Hindustan Unilever
Long-term drivers intact
Our recent interaction with HUVR's management gave us no reason to raise our
earnings forecasts, but we came away confident that HUVR was better positioned
to drive growth in a fast changing consumer market. Its rural initiative will likely
differentiate it from the competition. We maintain our Buy call.
Management cautious about competitive pressures easing
The official management view remains that competition is intense and that advertisement
spending will remain high in the medium term. HUVR has raised soap and detergent prices,
but this has only partially neutralised cost pressures.
Moving out of low-margin segments like soaps and tea, despite losing market share
Management clarified that it had consciously moved away from mass-market offerings in
soaps and tea, even at the cost of losing market share, as it did not find commercial business
value in sustaining offerings in the low-margin and highly competitive segments in these
categories.
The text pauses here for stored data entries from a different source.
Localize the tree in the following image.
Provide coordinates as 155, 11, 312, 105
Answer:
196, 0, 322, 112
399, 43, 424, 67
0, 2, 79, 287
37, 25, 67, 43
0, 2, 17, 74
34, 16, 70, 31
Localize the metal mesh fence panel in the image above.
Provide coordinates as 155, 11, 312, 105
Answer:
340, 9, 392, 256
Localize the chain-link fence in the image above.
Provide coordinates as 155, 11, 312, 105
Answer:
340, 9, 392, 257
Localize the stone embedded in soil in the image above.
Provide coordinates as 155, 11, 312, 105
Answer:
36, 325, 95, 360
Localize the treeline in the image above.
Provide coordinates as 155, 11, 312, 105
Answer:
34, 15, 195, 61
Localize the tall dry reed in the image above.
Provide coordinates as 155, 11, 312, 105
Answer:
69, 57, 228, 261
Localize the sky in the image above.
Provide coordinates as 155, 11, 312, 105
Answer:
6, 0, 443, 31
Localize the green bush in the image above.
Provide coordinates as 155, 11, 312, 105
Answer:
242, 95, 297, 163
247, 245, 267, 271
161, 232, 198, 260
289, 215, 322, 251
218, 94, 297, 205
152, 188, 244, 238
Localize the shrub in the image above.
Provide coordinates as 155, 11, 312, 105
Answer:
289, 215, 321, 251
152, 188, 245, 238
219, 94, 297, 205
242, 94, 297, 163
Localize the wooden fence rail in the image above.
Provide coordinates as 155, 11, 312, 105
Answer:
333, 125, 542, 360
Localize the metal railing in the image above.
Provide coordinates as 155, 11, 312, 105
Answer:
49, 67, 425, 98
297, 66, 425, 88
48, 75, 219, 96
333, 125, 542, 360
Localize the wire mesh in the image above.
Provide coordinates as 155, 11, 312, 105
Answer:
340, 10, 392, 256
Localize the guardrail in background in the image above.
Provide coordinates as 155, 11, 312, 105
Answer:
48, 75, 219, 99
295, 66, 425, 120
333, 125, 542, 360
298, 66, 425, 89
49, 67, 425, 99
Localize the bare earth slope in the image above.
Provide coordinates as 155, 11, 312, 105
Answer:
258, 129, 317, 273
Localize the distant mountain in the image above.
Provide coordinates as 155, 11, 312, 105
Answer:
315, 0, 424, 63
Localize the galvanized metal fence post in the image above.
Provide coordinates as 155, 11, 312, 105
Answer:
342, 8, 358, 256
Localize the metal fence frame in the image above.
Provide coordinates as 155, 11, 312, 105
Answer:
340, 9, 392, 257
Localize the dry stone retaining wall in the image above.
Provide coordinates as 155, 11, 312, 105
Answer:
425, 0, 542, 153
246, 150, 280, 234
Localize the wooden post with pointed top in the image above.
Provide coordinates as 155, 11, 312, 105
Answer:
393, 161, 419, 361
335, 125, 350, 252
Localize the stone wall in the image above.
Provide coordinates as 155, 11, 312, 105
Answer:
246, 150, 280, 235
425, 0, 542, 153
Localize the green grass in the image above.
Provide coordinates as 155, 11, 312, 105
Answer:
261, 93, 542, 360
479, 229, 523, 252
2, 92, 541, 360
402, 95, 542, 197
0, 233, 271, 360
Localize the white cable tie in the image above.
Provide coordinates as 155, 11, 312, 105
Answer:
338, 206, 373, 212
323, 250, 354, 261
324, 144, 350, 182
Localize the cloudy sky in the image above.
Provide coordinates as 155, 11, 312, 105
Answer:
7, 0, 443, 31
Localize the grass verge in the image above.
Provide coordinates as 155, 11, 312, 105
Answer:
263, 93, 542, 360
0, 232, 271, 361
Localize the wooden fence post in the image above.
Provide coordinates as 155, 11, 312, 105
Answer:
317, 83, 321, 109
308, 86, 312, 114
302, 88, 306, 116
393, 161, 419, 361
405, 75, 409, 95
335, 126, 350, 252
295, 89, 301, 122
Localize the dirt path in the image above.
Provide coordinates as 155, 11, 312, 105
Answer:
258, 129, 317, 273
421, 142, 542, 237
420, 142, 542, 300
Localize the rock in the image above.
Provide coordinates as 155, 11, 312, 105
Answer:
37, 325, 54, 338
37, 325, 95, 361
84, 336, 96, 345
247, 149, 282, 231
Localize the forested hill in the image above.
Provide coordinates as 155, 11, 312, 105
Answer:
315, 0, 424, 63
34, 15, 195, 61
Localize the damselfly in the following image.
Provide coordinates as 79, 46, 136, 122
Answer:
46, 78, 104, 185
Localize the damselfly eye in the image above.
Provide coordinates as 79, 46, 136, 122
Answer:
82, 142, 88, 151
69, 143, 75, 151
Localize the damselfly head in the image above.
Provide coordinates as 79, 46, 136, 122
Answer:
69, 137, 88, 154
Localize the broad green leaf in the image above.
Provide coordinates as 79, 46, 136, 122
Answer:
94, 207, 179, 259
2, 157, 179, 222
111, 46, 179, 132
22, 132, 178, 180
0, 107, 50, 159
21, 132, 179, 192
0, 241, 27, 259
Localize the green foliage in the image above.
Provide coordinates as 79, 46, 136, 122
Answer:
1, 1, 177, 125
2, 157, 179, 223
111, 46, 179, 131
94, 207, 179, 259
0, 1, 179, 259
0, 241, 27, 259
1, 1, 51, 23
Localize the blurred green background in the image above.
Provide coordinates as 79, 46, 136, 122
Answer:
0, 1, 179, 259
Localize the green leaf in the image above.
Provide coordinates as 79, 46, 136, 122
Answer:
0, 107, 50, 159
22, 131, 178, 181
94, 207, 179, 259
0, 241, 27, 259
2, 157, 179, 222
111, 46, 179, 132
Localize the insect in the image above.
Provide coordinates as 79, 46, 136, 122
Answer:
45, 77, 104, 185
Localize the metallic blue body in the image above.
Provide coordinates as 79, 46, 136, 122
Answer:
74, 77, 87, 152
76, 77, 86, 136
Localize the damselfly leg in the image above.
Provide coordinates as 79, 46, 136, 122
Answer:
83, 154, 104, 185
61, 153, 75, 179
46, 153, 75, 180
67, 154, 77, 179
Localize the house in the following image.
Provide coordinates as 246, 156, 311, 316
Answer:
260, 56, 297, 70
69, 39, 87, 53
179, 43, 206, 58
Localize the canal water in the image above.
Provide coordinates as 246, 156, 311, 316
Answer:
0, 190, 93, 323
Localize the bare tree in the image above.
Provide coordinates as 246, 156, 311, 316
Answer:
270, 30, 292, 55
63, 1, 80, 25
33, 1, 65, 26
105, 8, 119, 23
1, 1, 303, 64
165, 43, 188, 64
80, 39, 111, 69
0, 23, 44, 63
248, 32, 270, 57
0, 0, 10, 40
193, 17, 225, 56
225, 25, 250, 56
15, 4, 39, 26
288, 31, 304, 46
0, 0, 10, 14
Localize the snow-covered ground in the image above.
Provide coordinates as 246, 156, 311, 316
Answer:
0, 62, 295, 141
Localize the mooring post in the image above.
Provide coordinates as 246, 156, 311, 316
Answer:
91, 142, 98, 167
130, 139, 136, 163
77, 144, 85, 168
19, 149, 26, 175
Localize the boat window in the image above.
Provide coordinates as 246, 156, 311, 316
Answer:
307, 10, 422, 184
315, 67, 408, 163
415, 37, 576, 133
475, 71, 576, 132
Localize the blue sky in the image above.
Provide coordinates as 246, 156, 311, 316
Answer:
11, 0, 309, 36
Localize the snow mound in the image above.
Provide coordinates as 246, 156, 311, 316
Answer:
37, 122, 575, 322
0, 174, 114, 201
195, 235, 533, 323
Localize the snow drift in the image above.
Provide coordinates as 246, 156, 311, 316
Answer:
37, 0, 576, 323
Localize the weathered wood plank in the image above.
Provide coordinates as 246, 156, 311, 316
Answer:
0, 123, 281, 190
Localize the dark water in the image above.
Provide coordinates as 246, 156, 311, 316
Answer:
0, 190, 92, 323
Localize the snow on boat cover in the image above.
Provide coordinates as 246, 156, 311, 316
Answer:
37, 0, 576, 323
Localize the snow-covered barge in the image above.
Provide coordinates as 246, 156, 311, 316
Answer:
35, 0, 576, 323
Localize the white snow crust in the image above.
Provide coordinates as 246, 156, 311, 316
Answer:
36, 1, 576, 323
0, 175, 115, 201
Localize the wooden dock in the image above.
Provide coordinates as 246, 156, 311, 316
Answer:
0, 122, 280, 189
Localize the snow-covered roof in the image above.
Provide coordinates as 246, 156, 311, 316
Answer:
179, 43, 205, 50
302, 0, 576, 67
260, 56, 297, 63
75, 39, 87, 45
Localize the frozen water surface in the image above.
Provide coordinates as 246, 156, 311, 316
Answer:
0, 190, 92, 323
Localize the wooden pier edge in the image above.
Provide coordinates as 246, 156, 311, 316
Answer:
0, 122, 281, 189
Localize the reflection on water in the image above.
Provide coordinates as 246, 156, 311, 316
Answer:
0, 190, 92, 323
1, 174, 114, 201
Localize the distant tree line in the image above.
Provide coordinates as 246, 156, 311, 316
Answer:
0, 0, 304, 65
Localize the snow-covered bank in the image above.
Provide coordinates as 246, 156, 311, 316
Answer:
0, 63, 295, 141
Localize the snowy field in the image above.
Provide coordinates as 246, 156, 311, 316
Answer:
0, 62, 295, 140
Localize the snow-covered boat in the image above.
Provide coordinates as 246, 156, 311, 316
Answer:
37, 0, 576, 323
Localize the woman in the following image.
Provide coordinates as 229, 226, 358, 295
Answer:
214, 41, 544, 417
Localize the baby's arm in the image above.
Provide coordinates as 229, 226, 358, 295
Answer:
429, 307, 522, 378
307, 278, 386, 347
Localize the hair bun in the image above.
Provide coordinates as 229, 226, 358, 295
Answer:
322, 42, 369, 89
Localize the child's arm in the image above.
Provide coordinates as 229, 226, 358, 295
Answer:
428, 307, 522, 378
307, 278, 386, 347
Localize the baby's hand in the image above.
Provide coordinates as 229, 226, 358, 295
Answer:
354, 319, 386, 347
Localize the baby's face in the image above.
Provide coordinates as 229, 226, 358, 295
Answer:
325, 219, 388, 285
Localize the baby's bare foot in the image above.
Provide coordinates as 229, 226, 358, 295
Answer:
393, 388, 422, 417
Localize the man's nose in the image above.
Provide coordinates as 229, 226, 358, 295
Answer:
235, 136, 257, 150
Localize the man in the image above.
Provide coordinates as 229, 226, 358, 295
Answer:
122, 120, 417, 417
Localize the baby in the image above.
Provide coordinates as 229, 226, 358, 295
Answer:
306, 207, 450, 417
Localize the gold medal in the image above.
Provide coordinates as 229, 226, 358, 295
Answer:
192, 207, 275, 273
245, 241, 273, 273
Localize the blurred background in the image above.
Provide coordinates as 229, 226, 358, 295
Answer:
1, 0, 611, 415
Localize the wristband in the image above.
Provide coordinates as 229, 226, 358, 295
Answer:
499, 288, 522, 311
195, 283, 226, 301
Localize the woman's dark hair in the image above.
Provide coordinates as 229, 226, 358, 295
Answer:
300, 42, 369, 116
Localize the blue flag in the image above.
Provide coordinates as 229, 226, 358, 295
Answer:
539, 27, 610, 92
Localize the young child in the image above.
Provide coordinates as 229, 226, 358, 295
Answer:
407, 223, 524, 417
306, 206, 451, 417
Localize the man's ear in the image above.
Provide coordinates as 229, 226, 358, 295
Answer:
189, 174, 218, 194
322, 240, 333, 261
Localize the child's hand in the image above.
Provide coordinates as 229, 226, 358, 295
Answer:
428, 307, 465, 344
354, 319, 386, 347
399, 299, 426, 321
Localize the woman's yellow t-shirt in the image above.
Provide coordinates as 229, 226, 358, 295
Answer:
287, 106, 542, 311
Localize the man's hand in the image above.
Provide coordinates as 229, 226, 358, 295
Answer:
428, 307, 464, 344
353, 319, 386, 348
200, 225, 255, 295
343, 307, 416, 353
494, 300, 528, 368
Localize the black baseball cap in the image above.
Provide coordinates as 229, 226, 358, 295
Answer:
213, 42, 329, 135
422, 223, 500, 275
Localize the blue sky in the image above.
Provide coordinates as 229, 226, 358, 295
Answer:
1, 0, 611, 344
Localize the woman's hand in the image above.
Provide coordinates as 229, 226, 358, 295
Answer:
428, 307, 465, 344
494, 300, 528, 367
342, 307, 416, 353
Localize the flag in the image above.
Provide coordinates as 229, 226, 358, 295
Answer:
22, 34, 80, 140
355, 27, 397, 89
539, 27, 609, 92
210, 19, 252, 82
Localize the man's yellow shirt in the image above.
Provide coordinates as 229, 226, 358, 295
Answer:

However, it highlighted the success of the Wheel detergent brand in the mass
market, which is delivering superior returns even at lower EBIT margins.
We remain positive on the stock; maintain Buy
The HUVR stock has risen 30.8% over the last six months (vs 14% rise in the BSE Sensex),
and at 24.4x FY12F earnings its valuation no longer looks cheap. However, we believe
HUVR is positioning itself to take advantage of growth acceleration in rural India through the
expansion of its rural distribution network. HUVR is also up-trading in urban India with strong
and sustained innovation in the premium segments across product categories. We believe
there could be a positive earnings surprise after FY11.